From "Cheese Problems Solved," with regards to the addition of CaCl2:
"Increasing the Ca2+ concentration of milk through the addition of CaCl2 is used frequently to improve its renneting properties [33]. Addition of 1±2 mM CaCl2 reduces the gelation time and results in a stronger gel from both heated and unheated milk. Increasing the Ca2+ concentration of milk improves the second stage of rennet coagulation (gel assembly) through reducing the electrostatic repulsion between casein micelles which, in turn, promotes their aggregation into a gel [24]. Through its effect on the milk salts system, addition of Ca2+ also causes a slight decrease in the pH of milk which promotes rennet action [4, 30] and calcium concentrations up to 4 mg ml-1 reduce the denaturation of whey proteins."
These two books includes hundreds of reference documents, though I am sorry to say I have not read more than a dozen of them myself.
I guess the POSSIBLE issue could be that adding Ca Cl BEFORE you have added culture might somehow inhibit the culture from a) growing and b) inhibit the production of lactic acid OR adding Ca Cl after you have cultured the milk might mean the Ca Cl itself reacts with the lactic acid that has formed reducing the acidity. I don't know, but these pseudo hypotheses would seem to me to be a little more connected to the process than whether I have my hair cut on a specific day of the week - given that I am adding a compound to the milk which I presume is actively integrated into the milk itself.. and which I am working to change when I add the culture... But telling me my question is stupid is not the way to educate anyone's ignorance - and I say that as a teacher.
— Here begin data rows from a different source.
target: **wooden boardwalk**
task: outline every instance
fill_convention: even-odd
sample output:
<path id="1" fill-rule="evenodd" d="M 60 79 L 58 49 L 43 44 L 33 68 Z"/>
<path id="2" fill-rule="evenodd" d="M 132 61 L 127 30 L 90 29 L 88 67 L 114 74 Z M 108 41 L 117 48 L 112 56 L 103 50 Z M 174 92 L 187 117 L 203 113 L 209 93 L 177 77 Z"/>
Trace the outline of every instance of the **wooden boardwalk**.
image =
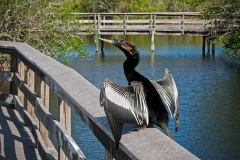
<path id="1" fill-rule="evenodd" d="M 41 159 L 35 140 L 19 113 L 0 103 L 0 159 Z"/>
Hey remember , it's cheese ........
There are no stupid questions
Quote from: Gregore on June 06, 2018, 04:09:44 AM
Hey remember , it's cheese ........
There are no stupid questions
:D :D :D
I fully agree!
There are no stupid questions no matter the subject. :)
Bernardsmith, I apologise for embarrassing you with my awkward attempt at explaining the problem. Indeed, the question was an excellent one. It was rather the reaction to the answer which seemed to require extra explanation. As clumsy as it was, I hope it proved useful to you.